While the specific issue in their initial appeal to the Supreme Court was whether a judge had the authority to order them released into the U.S. to live, their case, as their lawyers have always viewed it, is broader than that, and involves, they claim, a basic issue of separation of powers.  That issue arises in an area, the petition argued, where history over centuries has always protected the power of judges to order release from confinement: the authority they derive from the ancient writ of habeas corpus.

The Supreme Court, in the 2008 decision in Boumediene v. Bush, ruled for the first time that the Guantanamo prisoners have a constitutional right of habeas, to be pursued in lower federal courts in Washington, D.C.  But, in the new petition, the Uighurs’ lawyers argued bluntly that their case “presents a direct conflict between Boumediene and the law of the [D.C.] circuit.”

While the Boumediene decision held, the petition said, that “the judicial officer must have adequate authority to issue appropriate orders for relief, including, if necessary, an order directing the prisoner’s release,” the law of the D.C. Circuit is “that the [judicial] officer can do nothing more than accept assurances from the jailer….Boumediene held in 2008 that the judges were duty-bound promptly to dispose of cases; in 2009, the court of appeals barred them from ever issuing a judicial decree.”

In May 2010, the Circuit Court panel reinstated its 2009 decision, after the case had been sent back to it by the Supreme Court.  In the latest decision, in “Kiyemba III,” the Uighurs’ petition said, the Circuit Court “has rendered judicial relief categorically unavailable to the prevailing habeas petitioner.  The only relief available is political.”

The principle at stake, the petition asserted, is “as old as Hayburn’s Case” — a 1792 ruling by two Supreme Court Justices in a military pension case that no decision of any U.S. court can constitutionally be revised by an action of the political branches.  That case, according to the petition, illustrated the then-new Constitution’s separation of powers doctrine, meaning that a district court’s power to enter a binding decree may not be made subject to “the discretionary actions of a coordinate branch.”

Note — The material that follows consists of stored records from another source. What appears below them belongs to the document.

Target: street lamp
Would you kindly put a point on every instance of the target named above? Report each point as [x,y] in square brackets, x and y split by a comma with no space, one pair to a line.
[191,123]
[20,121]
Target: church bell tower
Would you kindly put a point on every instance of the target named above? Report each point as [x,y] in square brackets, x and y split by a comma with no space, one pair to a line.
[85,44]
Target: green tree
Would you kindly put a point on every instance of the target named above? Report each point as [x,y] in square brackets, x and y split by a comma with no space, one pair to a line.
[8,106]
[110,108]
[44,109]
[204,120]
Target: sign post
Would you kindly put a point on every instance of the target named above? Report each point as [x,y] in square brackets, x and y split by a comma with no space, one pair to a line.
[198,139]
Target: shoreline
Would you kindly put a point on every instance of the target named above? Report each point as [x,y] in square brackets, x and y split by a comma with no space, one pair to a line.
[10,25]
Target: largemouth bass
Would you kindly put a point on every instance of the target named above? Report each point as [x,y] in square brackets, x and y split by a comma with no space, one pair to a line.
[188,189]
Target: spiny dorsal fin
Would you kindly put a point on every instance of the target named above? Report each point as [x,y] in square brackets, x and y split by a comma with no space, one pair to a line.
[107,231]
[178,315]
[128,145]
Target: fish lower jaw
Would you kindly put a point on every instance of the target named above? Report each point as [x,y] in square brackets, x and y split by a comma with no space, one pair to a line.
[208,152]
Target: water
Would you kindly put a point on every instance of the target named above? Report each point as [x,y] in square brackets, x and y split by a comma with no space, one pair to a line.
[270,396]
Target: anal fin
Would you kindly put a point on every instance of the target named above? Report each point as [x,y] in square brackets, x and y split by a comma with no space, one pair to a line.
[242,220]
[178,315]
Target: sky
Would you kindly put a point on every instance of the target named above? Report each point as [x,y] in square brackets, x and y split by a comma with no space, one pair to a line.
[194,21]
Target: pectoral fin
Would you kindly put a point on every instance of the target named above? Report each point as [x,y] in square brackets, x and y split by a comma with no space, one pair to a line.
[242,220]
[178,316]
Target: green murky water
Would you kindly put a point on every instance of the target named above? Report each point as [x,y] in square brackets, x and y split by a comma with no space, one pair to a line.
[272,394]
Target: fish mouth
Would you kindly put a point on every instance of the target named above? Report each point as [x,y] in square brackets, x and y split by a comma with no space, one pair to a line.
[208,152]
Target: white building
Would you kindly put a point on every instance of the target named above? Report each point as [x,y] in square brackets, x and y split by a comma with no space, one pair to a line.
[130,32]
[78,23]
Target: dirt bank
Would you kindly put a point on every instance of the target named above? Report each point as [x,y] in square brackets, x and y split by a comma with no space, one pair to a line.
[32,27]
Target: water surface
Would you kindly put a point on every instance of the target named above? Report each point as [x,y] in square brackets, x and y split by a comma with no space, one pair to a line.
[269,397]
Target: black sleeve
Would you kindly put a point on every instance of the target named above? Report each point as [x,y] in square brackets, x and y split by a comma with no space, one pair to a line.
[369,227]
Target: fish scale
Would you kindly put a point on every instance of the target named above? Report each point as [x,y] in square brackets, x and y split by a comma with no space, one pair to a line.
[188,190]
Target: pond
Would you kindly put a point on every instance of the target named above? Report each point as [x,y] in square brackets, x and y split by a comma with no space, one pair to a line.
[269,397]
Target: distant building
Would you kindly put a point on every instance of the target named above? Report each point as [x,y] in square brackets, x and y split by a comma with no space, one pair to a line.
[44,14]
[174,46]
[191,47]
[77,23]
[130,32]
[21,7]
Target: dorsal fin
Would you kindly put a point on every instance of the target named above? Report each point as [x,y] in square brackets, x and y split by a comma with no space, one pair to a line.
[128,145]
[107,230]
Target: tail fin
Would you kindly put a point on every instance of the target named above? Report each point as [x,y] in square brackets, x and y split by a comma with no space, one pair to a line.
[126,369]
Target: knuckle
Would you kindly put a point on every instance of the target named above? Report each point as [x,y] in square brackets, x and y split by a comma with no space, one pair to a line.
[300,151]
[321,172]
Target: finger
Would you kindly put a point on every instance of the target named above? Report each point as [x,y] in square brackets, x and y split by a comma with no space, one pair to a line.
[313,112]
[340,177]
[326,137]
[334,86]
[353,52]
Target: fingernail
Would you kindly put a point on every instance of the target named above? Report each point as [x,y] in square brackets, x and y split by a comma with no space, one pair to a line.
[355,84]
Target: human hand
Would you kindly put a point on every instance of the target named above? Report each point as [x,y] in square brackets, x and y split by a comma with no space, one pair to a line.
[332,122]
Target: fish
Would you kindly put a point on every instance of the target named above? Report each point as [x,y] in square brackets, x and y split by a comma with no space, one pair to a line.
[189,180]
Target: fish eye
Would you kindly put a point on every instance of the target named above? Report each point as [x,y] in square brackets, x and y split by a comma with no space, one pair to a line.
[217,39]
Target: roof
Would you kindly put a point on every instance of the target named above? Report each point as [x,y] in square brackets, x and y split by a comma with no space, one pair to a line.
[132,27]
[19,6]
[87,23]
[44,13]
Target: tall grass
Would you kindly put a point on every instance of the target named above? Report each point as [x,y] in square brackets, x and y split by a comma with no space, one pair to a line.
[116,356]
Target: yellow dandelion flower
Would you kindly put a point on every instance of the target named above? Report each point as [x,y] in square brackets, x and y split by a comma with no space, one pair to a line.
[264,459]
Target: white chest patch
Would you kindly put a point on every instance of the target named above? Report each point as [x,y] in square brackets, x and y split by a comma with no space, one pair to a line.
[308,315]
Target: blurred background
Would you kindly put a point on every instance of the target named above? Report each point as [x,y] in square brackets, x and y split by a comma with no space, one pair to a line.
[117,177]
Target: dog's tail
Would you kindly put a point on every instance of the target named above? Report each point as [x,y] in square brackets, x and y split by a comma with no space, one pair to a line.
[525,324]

The D.C. Circuit, the petition argued, has breached that principle by handing over to the Executive branch the authority to nullify a federal habeas judge’s order to release a prisoner by refusing to carry it out except on the Executive branch’s terms.

The Justice Department, which resisted Supreme Court review of the Uighurs’ previous appeal to the Supreme Court and their claims in the lower courts, will have a chance to respond to the new petition before the Justices act on it.  The response would be due in the first week in January, unless the Court extends the time for filing.